WASHINGTON -- Republican candidates were not asked to address Black Lives Matter or the state of policing in the U.S. during the second GOP debate on Wednesday.
This is disgraceful, given that Black Lives Matter is arguably the most powerful social justice movement to emerge in the last 50 years. Debate co-host and CNN reporter Jake Tapper reportedly said he regrets not addressing the issue:
It's hard to believe there was no time to ask about Black Lives Matter considering that the debate lasted (an exhausting) three hours. Although Sen. Rand Paul and businesswoman Carly Fiorina addressed criminal justice reform it was a short-lived topic of discussion. Tapper then passed the spotlight to debate co-host Hugh Hewitt, who asked about the 11th Amendment.
“It is disappointing that issues related to criminal justice were wholly ignored in CNN's GOP debate, especially given the exceptional length of the debates and the centrality that these issues have had over the past year,” DeRay Mckesson, who has become one of the most prominent voices of the Black Lives Matter movement, told The Huffington Post.
Fox News' Megyn Kelly, who hosted the first debate, asked about “the biggest civil rights issue of our time.” Granted, Wisconsin Gov. Scott Walker dodged the question, but at least it was on the agenda. CNN dropped the ball here.

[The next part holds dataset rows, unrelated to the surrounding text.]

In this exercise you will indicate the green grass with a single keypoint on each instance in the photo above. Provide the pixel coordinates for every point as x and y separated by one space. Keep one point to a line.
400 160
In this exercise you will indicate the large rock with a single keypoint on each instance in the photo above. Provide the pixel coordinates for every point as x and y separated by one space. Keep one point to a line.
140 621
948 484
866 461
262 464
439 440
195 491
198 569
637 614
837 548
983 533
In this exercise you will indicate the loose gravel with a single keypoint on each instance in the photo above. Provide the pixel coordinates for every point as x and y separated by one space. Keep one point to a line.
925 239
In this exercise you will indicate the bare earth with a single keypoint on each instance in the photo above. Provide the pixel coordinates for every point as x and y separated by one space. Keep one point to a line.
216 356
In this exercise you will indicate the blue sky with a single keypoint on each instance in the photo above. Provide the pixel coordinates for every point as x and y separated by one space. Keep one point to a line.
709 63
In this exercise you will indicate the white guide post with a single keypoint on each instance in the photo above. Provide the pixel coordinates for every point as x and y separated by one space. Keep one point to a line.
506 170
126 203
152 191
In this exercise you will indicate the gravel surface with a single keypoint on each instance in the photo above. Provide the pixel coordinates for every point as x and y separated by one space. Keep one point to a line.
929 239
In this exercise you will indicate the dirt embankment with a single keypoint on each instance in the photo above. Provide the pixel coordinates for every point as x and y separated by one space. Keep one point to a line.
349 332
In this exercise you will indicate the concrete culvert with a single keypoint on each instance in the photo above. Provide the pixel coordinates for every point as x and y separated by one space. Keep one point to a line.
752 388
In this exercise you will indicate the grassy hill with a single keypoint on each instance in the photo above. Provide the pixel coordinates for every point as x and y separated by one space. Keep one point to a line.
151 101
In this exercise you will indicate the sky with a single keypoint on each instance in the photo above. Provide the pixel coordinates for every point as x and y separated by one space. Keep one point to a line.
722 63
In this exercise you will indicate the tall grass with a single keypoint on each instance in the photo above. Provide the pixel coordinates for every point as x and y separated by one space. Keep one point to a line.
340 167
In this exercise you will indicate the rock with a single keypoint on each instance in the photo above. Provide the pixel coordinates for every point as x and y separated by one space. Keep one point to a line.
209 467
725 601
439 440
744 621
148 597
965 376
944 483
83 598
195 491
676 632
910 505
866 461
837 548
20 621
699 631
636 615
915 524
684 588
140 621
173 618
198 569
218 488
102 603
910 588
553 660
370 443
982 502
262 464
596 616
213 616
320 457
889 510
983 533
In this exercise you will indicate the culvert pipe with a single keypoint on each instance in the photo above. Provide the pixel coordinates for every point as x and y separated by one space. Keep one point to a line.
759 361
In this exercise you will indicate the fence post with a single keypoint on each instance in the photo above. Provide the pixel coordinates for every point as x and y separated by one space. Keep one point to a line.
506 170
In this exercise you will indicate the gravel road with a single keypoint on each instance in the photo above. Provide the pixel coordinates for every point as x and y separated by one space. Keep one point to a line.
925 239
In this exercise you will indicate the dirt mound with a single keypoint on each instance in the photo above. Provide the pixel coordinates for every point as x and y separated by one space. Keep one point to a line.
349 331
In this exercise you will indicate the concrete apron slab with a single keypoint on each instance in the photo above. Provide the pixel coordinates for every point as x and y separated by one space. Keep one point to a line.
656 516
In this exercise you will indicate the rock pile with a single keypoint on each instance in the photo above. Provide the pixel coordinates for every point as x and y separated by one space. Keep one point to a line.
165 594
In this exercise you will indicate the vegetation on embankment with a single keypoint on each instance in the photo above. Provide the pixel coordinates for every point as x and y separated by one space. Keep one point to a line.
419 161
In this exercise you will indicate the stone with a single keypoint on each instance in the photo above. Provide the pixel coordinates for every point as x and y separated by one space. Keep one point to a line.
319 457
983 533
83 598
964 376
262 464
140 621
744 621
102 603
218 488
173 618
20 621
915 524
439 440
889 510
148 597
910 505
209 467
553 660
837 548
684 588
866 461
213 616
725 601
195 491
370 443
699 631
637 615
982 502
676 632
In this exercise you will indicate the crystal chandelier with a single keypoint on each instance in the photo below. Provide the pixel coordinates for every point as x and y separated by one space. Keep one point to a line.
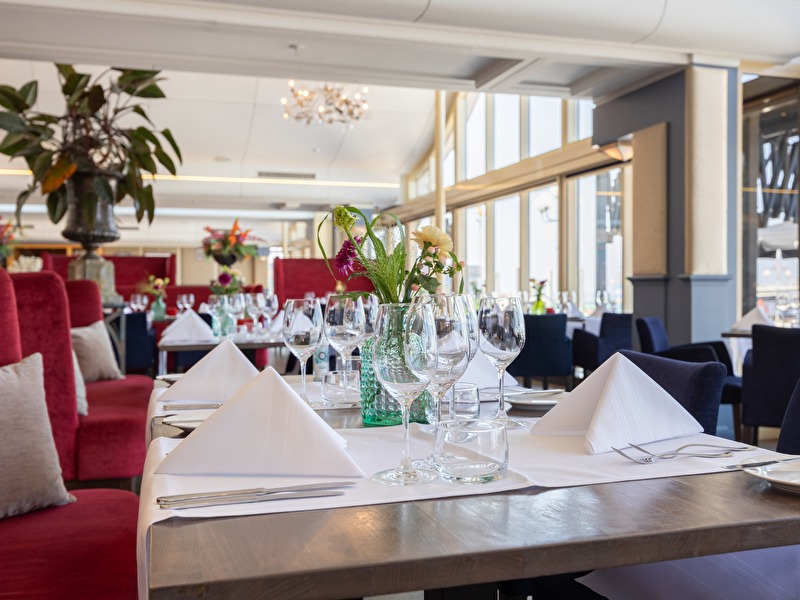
327 104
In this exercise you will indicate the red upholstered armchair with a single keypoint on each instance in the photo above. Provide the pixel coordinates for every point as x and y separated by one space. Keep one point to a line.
86 549
108 443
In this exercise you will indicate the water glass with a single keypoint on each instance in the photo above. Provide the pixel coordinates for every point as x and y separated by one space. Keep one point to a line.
471 451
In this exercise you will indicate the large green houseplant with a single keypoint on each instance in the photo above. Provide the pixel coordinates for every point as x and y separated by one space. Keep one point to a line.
93 154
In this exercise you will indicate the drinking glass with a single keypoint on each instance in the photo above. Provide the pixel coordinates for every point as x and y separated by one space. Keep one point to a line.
302 332
345 325
404 358
502 327
452 344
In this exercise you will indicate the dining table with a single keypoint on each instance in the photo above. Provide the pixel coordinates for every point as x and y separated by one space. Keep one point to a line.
459 547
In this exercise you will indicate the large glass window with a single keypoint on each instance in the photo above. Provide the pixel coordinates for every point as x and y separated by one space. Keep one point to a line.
506 130
543 238
475 258
476 136
506 245
599 239
544 125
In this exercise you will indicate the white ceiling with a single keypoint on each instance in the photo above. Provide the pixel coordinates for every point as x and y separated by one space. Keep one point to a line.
227 62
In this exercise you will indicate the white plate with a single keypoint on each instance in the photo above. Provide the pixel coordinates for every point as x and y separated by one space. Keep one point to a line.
785 477
188 420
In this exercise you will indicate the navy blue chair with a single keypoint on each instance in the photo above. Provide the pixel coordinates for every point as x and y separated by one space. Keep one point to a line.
769 375
589 351
789 438
653 340
547 351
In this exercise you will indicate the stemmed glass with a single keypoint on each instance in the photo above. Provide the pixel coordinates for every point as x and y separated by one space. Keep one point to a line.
404 358
502 328
345 325
302 332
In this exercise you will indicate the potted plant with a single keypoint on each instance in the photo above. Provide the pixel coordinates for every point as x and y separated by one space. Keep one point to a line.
93 154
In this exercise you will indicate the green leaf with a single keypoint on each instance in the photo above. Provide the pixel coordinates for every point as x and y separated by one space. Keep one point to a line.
103 189
29 93
57 204
168 136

The Black Lives Matter movement has accomplished a lot in the past year: It uprooted St. Louis County’s racist municipal court system after the officer who shot and killed unarmed black teen Michael Brown wasn’t indicted, has pressured the news media to ensure more nuanced coverage of police violence against black people, and got the wealth gap disparity between black families and other Americans to become a Democratic campaign issue.
Activists within the movement also launched Campaign Zero last month, which is a comprehensive set of policy demands at the federal and state level. The policy platform aims to reform existing structural issues within law enforcement agencies and put in place new systems to end police violence against black Americans.
Failing to address these systemic issues shows just how disconnected the GOP is from Black Lives Matter, what the movement is asking for and the reality of having black skin in America.